One of the most well characterized functions of lincRNAs is to epigenetically regulate gene expression by recruiting proteins for chromosome modification to specific loci. Second, lincRNAs are known to inhibit the physical interaction between microRNAs (miRNAs) and their target mRNAs thus controling protein levels of the target mRNAs. Lastly, lincRNAs control alternative splicing by binding and sequestering the proteins required for alternative splicing.

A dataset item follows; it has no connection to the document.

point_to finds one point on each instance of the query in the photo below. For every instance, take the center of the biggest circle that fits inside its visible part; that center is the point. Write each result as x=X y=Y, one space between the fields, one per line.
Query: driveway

Functions of lincRNAs in plants
a Transcriptional regulation of the PIF3 gene by HID1 under red light. Red light induces accumulation of HID1. HID1 physically associates with the proximal region of the PIF3 promoter. That binding negatively regulates transcription of the PIF3 gene. HID1 may recruit PRC2 complex for transcriptional regulation of PIF3. b Function of a lincRNA (IPS1) as endogenous target mimicry (eTM). In normal concentrations of phosphorus (Pi), PHO2 mRNA is degraded by miR399 guided cleavage via sequence complementary (left). IPS1 is induced under low Pi concentrations and binds to miR399 (right). However, the pairing is interrupted by a mismatch loop at the expected miR399 cleavage site, because degradation of IPS1 is impaired. That results in sequestering miR399 from PHO2 mRNAs. Finally, PHO2 mRNA is more intact by eTM effect of IPS1. c Alternative splicing regulation by ASCO-lncRNA. NSRs are required for alternative splicing to produce isoform1. For example, the intron between exon1 and exon2 is spliced out by NSRs (left). However, ASCO-lncRNA binds to NSRs and inhibits physical interaction between NSRs and the intron of pre-mRNA (right). Isoform2 is produced more efficiently by ASCO-lncRNA.